In this guise, Yagumo kept supporting operations in the Aleutians, shelling enemy positions and escorting convoys when they were nearing the islands. It was during this latter task that, on March 26th 1944, the Kokoan/Japanese formation was intercepted by an American squadron that had boldly circumnavigated the occupied islands to the north. What is known as the battle off the Komandorski islands began with US and Japanese cruisers exchanging fire until both Nachi and Salt Lake city were out of the engagement, by that point the Battleship Nevada had opened fire, causing the trasports to scatter and the Japanese Admiral in command of the fleet to order a retreat. Yagumo then positioned itself between Nevada and the convoy to screen its retreat. Both battleships opened fire, with Yagumo attempting to take advantage of its range and speed, but Nevada's fire appeared more accurate right from the start.

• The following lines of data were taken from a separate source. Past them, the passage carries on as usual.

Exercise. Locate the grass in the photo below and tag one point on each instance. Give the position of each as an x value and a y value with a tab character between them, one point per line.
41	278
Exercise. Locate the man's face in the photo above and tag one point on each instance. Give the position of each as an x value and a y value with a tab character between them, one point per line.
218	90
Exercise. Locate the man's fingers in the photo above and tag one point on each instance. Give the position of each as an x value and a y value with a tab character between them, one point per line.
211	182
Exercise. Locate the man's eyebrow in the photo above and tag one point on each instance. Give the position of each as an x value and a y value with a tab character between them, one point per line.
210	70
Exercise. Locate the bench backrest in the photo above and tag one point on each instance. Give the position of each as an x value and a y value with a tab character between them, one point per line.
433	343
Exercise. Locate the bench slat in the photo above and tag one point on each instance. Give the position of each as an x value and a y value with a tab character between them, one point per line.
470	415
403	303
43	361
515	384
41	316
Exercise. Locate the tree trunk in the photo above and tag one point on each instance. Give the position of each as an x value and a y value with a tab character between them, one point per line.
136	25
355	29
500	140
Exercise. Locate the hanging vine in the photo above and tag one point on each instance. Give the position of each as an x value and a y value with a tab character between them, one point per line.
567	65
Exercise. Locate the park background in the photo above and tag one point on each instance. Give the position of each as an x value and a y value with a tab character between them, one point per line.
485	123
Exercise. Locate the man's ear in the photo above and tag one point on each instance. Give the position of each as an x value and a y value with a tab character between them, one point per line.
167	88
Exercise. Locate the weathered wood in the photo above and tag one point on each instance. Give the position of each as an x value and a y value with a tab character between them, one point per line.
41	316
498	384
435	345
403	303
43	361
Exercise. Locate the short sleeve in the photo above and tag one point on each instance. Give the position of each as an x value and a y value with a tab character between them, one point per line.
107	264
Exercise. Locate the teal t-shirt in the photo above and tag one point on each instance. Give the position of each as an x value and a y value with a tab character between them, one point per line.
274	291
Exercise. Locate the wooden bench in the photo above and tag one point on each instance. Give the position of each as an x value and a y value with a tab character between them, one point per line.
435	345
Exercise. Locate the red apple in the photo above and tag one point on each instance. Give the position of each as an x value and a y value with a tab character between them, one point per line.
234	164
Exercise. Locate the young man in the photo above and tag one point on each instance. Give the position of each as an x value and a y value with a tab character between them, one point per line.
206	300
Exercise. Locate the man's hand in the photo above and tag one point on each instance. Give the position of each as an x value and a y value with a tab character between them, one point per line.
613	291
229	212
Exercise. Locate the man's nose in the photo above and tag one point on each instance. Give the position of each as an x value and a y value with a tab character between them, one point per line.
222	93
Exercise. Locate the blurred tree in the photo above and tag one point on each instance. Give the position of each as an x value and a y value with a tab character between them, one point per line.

Both ships hit each other multiple times, but ultimately Yagumo suffered the worst. Nevada landed more hits on target that, given Yagumo's lower armor belt (a flaw of the ship since the 1930's refit), ended up hitting and going through the 203mm upper belt. The kokoan battleship eventually turned into a mangled inferno as it stopped dead in the water. Nevada hit Yagumo another seven times before US radars picked up Kokoan land-based air squadron that had departed Attu looking for the American fleet. Neveda -which had in turn sustained substantial damage but was still mostly operational- and her escorts reversed course and sailed into safety. Eventually the convoy managed to regroup and still reach Attu later the same day.
Yagumo kept burning for another 20 minutes after the end of the engagement before going down. Only 142 survivors were picked up from the icy waters by the IJN Maya.